Poulenc, dont la Sonate fut l’une des dernières œuvres, et Dutilleux sont encore joués ici et là. Mais Sancan et Jolivet – sur le nom de qui Boulez a fait un jeu de mots assez ignoble – sont tombés dans l’oubli avec bien d’autres (Delvincourt, Rivier, Françaix…), à la suite de la chape de plomb jetée par les ayatollahs des musiques atonale et sérielle sur tout ce qui n’était pas conforme à leur idéologie. Voilà une occasion de les redécouvrir.
1 CD KLARTHE
De Paris à Prague
Le clarinettiste Lilian Lefebvre et le pianiste Vincent Martinet ont associé des pièces qui ont en commun un principe simple et clair : hors de toute école, liberté totale en restant dans le cadre de la musique tonale. Ainsi, dans la première Rhapsodie pour clarinette et piano, Debussy jette les prémices d’une musique nouvelle qui influencera tout le XXe siècle. Leoš Janáček, dont le disque présente la version pour clarinette de la Sonate pour violon et piano, et Viktor Kalabis – Sonate pour clarinette et piano –, compositeur tchèque moins connu, sont deux personnalités fortes dont les musiques rugueuses et novatrices étonnent encore aujourd’hui.
« Dans la première Rhapsodie pour clarinette et piano, Debussy jette les prémices d’une musique nouvelle qui influencera tout le XXe siècle. »
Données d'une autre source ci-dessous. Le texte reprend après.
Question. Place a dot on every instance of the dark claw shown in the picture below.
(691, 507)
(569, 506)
La Sonate pour clarinette et piano de Poulenc, qui clôt le disque, est avec la Sonate pour hautbois (ci-dessus) une de ses toutes dernières œuvres ; on y trouve tout ce qui fait le charme de Poulenc : lignes mélodiques exquises, harmonies subtiles, un fond d’humour, qui permettent de l’identifier dès les premières mesures. Poulenc, c’est l’archétype de la musique française intelligente, séduisante, qui ne se prend pas au sérieux.
1 CD KLARTHE
Weinberg, Lutoslawski, une vie d’enfant
Que ce soit explicite ou caché, il y a, dans l’œuvre de tout compositeur et au fond de tout artiste, la marque de son enfance ; les Scènes d’enfants de Schumann sont l’exemple même de l’évocation d’une enfance heureuse dont on garde à jamais la nostalgie. Weinberg, dont on connaît la vie difficile, fuyant la Pologne envahie par les nazis pour les purges staliniennes et l’antisémitisme de l’Union soviétique, n’a dû sa survie qu’à la protection de son ami Chostakovitch. Il n’a jamais su ce qu’était devenue sa mère restée en Pologne.
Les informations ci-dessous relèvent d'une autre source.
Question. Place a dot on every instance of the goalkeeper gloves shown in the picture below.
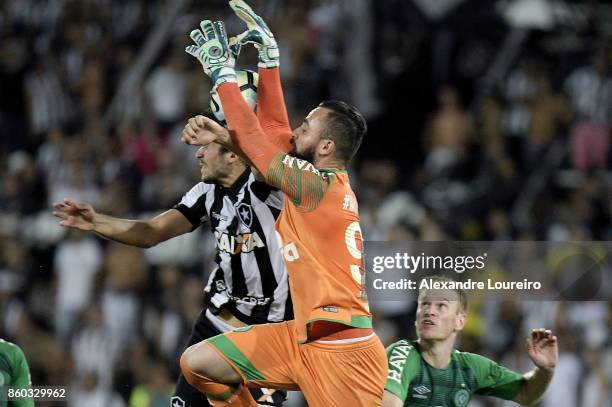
(213, 52)
(257, 33)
On conçoit que ses Three Children’s Notebooks pour piano charrient à la fois la nostalgie de son enfance et le sens du tragique qui imprègne toute sa musique. Au fil de ces 23 petits flashs de mémoire, c’est toute une vie qui défile. La trop discrète pianiste japonaise Leika Matoba joue ces pièces avec ce mélange de légèreté et de gravité qui caractérise si bien l’enfance et qu’il est rare de trouver chez un interprète. Elle a choisi d’associer sur le même disque des pièces de Lutoslawski, lui aussi marqué par la Deuxième Guerre mondiale, pour la plupart inspirées par le folklore polonais. Écoutez ces pièces rares seul, assis dans un fauteuil profond, en buvant une tasse de thé blanc, et fermez les yeux : votre enfance est là.